Textus Samples 01: Minimal Execution

Created: 2026-06-29 Updated: 2026-07-06

Textus Samples is a collection of small samples for learning Textus component development step by step.

This article examines the first development step for a minimal Operation: naming Component / Service / Operation and making it invokable through a selector.

01-minimal is the smallest sample with one Component, one Service, and one Operation.

Prerequisite

This article uses the environment prepared in 📄 Textus Samples: Launchers and Installation.

  • textus-tutorial-0.1.3 has been extracted

  • The cozy , cncf , and textus launchers have been installed

  • The runtime version for each launcher has been checked

The download steps are covered in the prerequisite article, so they are not repeated here.

What You Learn

  • The basic CNCF engine selector shape

  • The boundary between Component, Service, and Operation

  • The difference between development classpath and runtime builtin surfaces

Purpose / Why This Sample Matters

This sample checks the smallest Textus component development unit from both its names and execution path. Component / Service / Operation are invoked through the selector minimal.main.hello .

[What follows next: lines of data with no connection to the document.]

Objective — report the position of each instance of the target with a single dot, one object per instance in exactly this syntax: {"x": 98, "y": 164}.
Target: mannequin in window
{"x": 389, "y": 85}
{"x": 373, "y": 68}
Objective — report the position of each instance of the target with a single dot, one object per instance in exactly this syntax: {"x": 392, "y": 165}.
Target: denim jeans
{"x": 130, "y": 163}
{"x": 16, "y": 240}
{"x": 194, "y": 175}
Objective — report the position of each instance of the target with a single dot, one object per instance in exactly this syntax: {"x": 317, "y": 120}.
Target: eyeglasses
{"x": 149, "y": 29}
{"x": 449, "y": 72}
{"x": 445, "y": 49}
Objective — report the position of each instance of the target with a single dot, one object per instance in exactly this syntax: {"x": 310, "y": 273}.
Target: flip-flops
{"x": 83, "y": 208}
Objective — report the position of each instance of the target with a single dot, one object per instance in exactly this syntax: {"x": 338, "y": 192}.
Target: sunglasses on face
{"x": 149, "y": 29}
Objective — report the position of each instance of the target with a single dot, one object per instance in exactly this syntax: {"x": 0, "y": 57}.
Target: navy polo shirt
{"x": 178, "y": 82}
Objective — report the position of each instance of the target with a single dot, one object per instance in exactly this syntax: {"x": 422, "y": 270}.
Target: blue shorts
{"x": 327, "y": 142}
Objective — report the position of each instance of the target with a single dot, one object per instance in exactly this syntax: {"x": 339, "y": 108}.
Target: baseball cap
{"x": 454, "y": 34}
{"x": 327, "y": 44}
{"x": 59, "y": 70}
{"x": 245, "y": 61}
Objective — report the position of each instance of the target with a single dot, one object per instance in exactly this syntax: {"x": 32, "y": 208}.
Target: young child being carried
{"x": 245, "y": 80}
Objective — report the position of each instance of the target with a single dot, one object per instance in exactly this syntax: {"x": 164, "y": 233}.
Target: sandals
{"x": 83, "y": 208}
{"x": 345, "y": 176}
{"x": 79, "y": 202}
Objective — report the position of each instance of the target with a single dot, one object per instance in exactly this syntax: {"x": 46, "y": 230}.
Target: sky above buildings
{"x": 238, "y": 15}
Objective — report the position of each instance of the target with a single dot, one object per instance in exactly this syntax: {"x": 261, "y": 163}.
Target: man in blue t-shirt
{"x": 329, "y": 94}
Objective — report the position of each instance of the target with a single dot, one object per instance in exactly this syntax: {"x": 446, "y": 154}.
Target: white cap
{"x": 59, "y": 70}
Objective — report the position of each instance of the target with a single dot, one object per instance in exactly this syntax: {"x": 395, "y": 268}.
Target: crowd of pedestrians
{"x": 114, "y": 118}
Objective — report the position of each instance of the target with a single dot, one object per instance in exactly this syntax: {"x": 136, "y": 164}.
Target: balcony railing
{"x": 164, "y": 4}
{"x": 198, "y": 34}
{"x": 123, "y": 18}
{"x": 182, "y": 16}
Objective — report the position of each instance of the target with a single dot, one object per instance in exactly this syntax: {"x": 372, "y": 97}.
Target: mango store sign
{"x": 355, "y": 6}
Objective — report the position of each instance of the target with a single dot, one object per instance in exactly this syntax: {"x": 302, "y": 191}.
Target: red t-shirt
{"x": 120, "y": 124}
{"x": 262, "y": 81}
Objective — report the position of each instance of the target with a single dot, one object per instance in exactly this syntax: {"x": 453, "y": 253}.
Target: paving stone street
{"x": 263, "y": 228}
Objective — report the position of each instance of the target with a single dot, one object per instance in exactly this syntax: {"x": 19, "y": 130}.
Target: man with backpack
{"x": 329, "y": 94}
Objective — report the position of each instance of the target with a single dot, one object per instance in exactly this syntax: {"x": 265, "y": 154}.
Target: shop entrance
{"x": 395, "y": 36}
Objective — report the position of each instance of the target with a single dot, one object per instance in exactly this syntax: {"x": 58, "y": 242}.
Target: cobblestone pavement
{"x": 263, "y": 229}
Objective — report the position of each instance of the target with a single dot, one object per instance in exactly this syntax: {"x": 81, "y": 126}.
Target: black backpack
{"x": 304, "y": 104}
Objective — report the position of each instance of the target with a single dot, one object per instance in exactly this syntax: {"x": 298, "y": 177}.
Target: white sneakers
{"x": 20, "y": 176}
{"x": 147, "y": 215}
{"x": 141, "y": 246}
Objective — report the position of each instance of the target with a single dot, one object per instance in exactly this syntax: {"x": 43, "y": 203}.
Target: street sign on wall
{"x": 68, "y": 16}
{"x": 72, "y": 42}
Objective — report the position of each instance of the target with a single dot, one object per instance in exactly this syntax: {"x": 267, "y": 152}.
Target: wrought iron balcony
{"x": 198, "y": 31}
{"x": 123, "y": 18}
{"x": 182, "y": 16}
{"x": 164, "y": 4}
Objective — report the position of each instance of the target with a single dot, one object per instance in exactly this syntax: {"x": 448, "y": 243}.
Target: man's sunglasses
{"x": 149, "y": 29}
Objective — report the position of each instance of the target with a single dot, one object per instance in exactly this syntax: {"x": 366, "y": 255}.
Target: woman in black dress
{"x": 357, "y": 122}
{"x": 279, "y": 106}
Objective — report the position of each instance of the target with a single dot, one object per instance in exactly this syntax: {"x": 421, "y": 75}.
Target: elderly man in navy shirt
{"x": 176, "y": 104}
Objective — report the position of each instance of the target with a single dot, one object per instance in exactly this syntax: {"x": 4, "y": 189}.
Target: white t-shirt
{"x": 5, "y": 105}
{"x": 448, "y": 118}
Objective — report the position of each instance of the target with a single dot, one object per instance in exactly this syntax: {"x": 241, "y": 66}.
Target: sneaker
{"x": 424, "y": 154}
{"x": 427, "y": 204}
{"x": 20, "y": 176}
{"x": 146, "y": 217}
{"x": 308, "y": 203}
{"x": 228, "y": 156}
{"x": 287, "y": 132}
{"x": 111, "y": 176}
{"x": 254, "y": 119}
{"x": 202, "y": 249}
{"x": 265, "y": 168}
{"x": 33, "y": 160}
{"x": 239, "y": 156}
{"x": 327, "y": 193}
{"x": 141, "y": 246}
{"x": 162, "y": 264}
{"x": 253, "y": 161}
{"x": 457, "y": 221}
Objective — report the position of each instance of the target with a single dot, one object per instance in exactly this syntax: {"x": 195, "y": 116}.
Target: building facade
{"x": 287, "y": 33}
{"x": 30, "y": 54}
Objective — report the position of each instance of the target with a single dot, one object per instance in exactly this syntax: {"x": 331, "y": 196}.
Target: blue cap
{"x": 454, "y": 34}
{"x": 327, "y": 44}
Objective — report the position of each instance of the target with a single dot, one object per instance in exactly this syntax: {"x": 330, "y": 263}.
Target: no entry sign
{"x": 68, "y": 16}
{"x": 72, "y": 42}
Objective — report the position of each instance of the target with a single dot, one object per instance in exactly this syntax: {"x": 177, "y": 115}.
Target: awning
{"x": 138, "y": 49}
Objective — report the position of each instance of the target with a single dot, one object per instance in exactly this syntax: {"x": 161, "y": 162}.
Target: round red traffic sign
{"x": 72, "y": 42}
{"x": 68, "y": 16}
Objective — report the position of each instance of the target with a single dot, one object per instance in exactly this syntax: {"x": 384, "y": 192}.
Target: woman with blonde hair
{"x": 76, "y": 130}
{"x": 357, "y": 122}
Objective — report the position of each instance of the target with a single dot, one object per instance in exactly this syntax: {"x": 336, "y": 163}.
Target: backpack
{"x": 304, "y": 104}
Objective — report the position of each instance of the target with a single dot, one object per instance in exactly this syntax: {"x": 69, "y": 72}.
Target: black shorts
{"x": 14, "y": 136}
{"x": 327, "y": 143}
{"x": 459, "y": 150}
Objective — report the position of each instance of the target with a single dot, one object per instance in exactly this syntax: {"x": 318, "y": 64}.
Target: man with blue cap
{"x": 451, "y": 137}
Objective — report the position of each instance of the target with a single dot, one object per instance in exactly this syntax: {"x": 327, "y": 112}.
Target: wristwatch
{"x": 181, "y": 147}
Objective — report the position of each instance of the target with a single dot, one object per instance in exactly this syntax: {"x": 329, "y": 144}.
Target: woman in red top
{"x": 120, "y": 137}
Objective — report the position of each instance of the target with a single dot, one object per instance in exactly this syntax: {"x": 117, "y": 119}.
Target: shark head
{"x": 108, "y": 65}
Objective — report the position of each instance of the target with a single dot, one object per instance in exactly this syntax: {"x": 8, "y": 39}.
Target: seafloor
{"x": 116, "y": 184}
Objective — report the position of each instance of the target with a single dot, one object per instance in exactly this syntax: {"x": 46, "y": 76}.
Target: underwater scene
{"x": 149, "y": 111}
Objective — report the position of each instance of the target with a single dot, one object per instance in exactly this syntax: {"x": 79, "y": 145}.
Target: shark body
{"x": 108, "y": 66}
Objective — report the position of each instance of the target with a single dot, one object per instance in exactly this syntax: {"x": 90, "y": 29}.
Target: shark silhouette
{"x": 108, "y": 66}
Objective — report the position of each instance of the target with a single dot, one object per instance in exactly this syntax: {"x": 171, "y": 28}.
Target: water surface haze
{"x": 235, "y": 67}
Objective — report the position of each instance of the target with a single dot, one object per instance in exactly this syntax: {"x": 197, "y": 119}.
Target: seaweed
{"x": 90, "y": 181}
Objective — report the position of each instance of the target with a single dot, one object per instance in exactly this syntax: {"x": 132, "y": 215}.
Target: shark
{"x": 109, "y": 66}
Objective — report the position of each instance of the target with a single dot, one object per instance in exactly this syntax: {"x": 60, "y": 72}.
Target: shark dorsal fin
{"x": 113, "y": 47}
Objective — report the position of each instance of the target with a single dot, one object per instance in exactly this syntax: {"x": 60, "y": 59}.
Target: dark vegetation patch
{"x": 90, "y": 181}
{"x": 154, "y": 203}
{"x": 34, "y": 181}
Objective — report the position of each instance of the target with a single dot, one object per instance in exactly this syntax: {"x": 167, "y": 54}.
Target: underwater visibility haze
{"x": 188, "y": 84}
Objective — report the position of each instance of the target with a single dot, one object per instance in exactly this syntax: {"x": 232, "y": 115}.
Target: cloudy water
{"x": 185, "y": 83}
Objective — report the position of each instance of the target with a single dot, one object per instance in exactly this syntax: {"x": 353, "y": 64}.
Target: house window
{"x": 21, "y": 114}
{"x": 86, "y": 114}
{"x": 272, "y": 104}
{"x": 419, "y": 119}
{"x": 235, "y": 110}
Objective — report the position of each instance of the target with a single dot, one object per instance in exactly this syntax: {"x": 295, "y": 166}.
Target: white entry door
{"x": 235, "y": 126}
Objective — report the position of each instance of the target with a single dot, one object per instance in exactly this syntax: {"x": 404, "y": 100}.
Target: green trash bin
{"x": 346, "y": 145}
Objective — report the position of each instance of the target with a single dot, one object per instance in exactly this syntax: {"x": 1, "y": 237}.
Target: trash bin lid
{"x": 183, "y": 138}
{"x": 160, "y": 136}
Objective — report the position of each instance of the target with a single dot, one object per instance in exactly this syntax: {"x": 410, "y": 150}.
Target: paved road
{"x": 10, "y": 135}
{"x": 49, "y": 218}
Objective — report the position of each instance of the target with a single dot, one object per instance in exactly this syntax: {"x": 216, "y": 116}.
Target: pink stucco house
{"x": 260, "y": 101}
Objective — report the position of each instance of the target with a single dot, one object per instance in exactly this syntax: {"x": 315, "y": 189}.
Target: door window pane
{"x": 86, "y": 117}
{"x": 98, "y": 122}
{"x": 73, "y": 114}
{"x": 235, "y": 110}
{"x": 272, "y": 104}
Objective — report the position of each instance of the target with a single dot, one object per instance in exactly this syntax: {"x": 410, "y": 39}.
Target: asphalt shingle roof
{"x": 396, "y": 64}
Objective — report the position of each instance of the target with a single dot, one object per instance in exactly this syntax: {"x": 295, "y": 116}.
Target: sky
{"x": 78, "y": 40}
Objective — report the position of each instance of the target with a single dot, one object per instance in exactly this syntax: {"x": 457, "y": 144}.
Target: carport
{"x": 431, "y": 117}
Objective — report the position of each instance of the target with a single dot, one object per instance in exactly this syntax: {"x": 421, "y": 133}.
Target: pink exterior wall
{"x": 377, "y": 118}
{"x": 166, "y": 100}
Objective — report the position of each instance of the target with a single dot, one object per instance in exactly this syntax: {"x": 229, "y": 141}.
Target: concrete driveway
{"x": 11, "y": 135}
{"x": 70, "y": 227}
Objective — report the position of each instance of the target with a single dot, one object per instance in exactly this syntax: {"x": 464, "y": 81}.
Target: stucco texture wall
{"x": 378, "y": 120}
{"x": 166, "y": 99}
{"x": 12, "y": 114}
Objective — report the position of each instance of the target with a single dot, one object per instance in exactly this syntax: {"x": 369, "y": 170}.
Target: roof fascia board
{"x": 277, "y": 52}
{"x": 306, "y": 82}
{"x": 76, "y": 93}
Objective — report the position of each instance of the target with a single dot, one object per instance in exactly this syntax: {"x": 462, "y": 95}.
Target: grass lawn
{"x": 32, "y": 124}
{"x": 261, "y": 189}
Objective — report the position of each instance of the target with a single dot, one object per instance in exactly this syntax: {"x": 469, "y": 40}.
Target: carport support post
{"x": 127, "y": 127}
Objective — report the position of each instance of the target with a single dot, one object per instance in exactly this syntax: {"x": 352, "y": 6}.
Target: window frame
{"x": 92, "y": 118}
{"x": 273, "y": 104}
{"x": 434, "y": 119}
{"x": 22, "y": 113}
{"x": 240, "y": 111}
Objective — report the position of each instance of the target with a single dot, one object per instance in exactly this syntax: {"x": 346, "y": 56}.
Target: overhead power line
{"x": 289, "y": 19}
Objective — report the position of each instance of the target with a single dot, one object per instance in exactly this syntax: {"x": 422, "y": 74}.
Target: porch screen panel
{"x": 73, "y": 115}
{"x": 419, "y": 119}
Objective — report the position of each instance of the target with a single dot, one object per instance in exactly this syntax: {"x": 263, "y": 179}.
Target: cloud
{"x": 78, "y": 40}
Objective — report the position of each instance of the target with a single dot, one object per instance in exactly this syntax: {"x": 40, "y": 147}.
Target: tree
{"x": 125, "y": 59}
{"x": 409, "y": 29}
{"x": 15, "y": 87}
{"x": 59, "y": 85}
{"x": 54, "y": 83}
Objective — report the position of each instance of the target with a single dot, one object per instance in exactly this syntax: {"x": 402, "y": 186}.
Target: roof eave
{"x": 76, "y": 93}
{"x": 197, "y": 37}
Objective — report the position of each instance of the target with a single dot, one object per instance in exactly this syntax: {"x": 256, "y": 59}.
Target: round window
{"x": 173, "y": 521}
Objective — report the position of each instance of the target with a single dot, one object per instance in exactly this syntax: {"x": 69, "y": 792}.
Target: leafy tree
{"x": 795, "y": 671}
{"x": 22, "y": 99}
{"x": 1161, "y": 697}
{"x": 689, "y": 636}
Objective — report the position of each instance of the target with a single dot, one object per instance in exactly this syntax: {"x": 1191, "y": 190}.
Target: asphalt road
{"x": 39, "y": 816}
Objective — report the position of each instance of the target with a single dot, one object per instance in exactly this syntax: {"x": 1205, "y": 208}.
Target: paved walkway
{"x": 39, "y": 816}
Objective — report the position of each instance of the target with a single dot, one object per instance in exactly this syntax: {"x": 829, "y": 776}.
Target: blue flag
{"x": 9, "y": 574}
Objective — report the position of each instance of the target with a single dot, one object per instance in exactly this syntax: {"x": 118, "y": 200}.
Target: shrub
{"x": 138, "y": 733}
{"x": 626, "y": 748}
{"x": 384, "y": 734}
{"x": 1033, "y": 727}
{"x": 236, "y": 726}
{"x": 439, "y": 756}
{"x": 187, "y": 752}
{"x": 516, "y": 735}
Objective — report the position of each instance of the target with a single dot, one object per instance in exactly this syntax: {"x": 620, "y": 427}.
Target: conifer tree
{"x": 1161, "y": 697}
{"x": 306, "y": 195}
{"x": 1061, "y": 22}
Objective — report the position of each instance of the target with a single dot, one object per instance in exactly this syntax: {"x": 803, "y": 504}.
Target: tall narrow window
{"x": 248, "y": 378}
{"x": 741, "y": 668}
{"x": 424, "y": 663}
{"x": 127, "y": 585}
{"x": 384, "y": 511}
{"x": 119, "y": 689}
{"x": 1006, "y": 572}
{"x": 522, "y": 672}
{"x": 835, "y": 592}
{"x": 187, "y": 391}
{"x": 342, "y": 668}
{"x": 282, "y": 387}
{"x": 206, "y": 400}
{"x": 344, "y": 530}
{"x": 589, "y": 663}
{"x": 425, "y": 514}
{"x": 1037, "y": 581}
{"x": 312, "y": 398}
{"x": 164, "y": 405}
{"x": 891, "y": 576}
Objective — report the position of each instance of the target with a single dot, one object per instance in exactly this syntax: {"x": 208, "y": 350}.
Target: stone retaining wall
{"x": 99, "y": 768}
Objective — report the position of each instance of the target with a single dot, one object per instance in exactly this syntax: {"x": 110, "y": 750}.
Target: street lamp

run.sh is a helper script, while the actual invocation is cncf dev command --project-dev . minimal.main.hello . This reads the current sample directory as the development project.

Concept Focus

  • A Component is the unit registered with the runtime, a Service groups operations, and an Operation is the behavior being executed.

  • In the ordinary edit/run loop, explicitly load the sample directory as the development project with --project-dev . .

Sample Directory

samples/01-minimal
samples/01.a-invocation-source-lab
samples/01.b-startup-shapes-lab
samples/01.c-builtin-and-help-lab

Program

The minimal component in 01-minimal is defined in component.d/minimal.md .

# minimal
## Service
- `main`
## Operation
- `hello`
## Behavior
- prints `Hello CNCF`

In this definition, the component name is minimal , the service name is main , and the operation name is hello . Therefore, the selector used from the CLI is minimal.main.hello .

The run.sh file is a small wrapper that passes this selector to cncf dev command .

#!/usr/bin/env bash
set -euo pipefail
SCRIPT_DIR="$(cd "$(dirname "$0")" && pwd)"
cd "$SCRIPT_DIR"
exec cncf dev command --project-dev . minimal.main.hello "$@"

The program body here is the hello operation that outputs Hello CNCF . run.sh is the entry point that starts that operation in command mode.

Run

First, run the Operation by specifying the selector directly.

$ cd samples/01-minimal
$ cncf dev command --project-dev . minimal.main.hello

--project-dev . reads the current directory as the development project. minimal.main.hello selects the hello operation in the main service of the minimal component.

bash run.sh is a helper script that runs the same check.

$ bash run.sh

Command Walkthrough

cncf dev command starts a component from the development project once as a command. The argument minimal.main.hello follows <component>.<service>.<operation> and selects the operation to invoke inside the started component.

When comparing run.sh and packaged invocation, focus on where the component is loaded from rather than on the output. The former uses the development classpath; the latter uses a jar placed in a component directory.

Expected Result

message: Hello CNCF

The companion labs inspect the same minimal.main.hello through development source, startup shape, and builtin/help surfaces.

Reading the Output

message: Hello CNCF confirms that the selector was resolved in the runtime and that the Operation was executed.

At this stage, persistence, server, client, and job behavior are not covered. Later articles examine the same selector model in other execution forms.

Common Pitfalls

  • If you see selector not found , check the CLI selector shape minimal.main.hello rather than the Scala class capitalization.

  • Run ordinary development checks from the sample directory with --project-dev . . This uses a different loading source from packaged component verification.

CNCF Engine Meaning

A CNCF engine selector is component.service.operation .

Later CRUD, CQRS, Job, and Subsystem samples also use this selector and execution-unit structure as their basis.

Next

In the next article 📄 Textus Samples 02:Component Packaging, we examine formal packaged components and the CAR loading path.

References

Glossary

Component

A software construct that encapsulates well-defined responsibilities, contracts, and dependencies as a reusable and replaceable unit. In the logical model, it serves as an abstract structural unit; in the physical model, it corresponds to an implementation or deployment unit.

Cloud Native Component Framework (CNCF)

Cloud Native Component Framework (CNCF) is a framework for executing cloud application components using a single, consistent execution model. Centered on the structure of Component, Service, and Operation, it enables the same Operation to be reused across different execution forms such as command, server (REST / OpenAPI), client, and script. By centralizing quality attributes required for cloud applications—such as logging, error handling, configuration, and deployment—within the framework, components can focus on implementing domain logic. CNCF is designed as an execution foundation for literate model-driven development and AI-assisted development, separating what is executed from how it is invoked.

verification

Verification is the activity of confirming that an implementation conforms to its specified design or requirements.